Savings

The new first federal home savings account is the first truly tax-exempt

In a declining real estate market, Canadians who want to buy their first home have a new tool: the first home savings account (FHSA).

Unveiled in the 2022 federal budget, this new savings vehicle has made tax-savings history as Canada’s first truly tax-free savings program – a fact that has gone largely unnoticed.

Encourage savings

One of the ways governments around the world are encouraging and helping people save for things like buying a home or preparing for retirement is by incentivizing them with tax breaks. Depending on the policy objective, the government will give a tax advantage to certain streams of income in the savings process – whether in contributions, returns on invested assets and/or the net income generated by these savings at a given moment in the future.

In principle, money is always taxed at some point. But the “Tax-Free First Home Savings Account” Proposed in 2022 Federal Budget is Canada’s first truly tax-free savings program – ever.

Pay attention to your ‘e’s and ‘t’s

The use of taxation to encourage savings is so universal that there is an international rubric to compare and contrast savings patterns between and within countries. There are three conventional categories – TEE, EET and TTE – where “T” stands for “taxed” and “E” stands for “tax exempt” for contributions, investment income or withdrawals.

International savings tax classification



Last name Submissions investment income Withdrawals Canadian examples
eet Exempt Exempt Tax RRSP, CPP/QPP, Workplace Registered Pension Plan
TEE Tax Exempt Exempt TFSA, principal residence
TTE Tax Tax Exempt Other financial investments
EEE (new) Exempt Exempt Exempt FHSA

Source: Bonnie Jeanne MacDonald

In Canada, for example, Registered Retirement Savings Plans (RRSPs) and Registered Pension Plans (RPPs) exist “to encourage and assist Canadians to save for retirement. Contributions to these plans are deductible from income, investment income is not taxed as it accrues in the plan and withdrawals are included in income for tax purposes.

Otherwise known as “tax-deferred savings”, contributions and investment returns in these arrangements are tax-free while they remain in the plan, but the money is taxed as ordinary income when it is withdrawn – meaning they are “exempt-exempt-taxed” or “EET”.

On the other hand, contributions to tax-free savings accounts (TFSAs) are less “tax-free” than “prepaid”. Contributions are made with after-tax income, and there’s no tax deduction – like you get when you contribute to your RRSPs.

However, once made, TFSA contributions grow tax-free and withdrawals do not count as taxable income. This type of scheme therefore falls under the “tax-exempt-exempt” (TEE) category. Your primary residence also functions as a TEE program – finding out is often an “aha!” time, even for financial experts.

Presentation of the FHSA

What’s special about the FHSA is that it’s a way for new homeowners to save while avoiding taxes. still. As the budget explains, this program borrows the first “E” from RRSPs and the last from TFSAs, creating a new class of “EES” tax savings:

“Budget 2022 proposes to introduce the Tax-Free First Home Savings Account which would give potential first-time home buyers the opportunity to save up to $40,000. Like an RRSP, contributions would be tax deductible and withdrawals for the purchase of a first home, including investment income, would be non-taxable, like a TFSA. Tax refund on entry, tax refund on exit.

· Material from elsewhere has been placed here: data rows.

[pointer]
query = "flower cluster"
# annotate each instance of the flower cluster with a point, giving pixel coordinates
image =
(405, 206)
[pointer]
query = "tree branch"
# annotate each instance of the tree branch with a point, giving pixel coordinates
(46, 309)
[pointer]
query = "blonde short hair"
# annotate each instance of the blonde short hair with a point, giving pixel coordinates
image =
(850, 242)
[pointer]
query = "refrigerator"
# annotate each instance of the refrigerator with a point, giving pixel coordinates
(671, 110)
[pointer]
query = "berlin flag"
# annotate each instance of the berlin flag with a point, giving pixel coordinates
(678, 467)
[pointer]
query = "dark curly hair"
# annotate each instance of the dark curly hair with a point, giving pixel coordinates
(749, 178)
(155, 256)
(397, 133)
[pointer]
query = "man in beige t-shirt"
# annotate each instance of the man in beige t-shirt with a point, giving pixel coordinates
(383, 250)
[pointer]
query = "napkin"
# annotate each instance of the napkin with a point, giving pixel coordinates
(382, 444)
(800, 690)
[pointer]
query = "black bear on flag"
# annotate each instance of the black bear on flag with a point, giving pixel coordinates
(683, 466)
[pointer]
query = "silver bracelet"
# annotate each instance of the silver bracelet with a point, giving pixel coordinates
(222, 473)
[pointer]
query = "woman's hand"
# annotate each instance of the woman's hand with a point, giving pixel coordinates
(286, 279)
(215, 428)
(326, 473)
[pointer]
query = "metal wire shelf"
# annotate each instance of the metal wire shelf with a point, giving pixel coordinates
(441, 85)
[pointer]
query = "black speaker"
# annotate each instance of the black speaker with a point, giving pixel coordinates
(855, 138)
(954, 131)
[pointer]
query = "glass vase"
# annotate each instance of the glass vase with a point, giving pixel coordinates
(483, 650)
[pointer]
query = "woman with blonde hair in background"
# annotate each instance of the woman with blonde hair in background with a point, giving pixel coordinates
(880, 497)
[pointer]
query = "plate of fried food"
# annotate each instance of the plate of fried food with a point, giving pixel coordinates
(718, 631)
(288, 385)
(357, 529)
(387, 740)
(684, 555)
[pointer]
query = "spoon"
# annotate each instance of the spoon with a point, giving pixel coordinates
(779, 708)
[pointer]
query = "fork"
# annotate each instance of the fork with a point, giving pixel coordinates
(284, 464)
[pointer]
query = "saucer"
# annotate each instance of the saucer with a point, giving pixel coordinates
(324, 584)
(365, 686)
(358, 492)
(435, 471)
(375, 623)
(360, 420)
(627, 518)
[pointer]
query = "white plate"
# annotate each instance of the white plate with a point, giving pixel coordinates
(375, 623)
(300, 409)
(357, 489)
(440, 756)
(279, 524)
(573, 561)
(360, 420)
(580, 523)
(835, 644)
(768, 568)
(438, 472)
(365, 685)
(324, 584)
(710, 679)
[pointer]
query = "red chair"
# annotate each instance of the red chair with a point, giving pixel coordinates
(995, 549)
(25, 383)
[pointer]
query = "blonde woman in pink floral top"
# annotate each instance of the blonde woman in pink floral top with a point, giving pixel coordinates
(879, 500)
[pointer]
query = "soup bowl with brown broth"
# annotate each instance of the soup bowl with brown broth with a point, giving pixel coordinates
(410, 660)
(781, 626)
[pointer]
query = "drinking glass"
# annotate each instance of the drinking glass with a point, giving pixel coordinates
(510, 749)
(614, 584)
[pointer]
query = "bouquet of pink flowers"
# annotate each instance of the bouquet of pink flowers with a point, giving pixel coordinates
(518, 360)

In this brave new “EEA” world, potential first-time home buyers would have the opportunity to save $8,000 per year for five years, or up to $40,000 per person or $80,000 per couple. Investment returns are not taxable, nor is the income used to purchase the home.

Beyond these savings on the purchase of the home, capital gains on the home are also exempt from tax, as are the proceeds from its subsequent sale, expanding this EEE program into a major long-term tax benefit. Think of it this way: even if the initial $80,000 reaches $800,000 at the time of the sale, there are no taxes on it at any point in the process.

Will this help?

The extent to which this new vehicle will contribute to Canada’s housing crisis is unclear. Tax breaks are just one way to support home ownership, and one of the worst in terms of equity, some argue. Other ways to support the same goal include grants and lower-cost new housing construction through special funding from Canada Mortgage and Housing Corporation (CMHC).

But for those looking to buy their first home, it’s a win-win solution and a great way to keep the taxman away from your front door.


Bonnie-Jeanne MacDonald is Director of Financial Security Research at National Institute on Aging (NIA) to Metropolitan University of Toronto (formerly Ryerson University), member of the Canadian Institute of Actuaries and resident researcher at Eckler Ltd.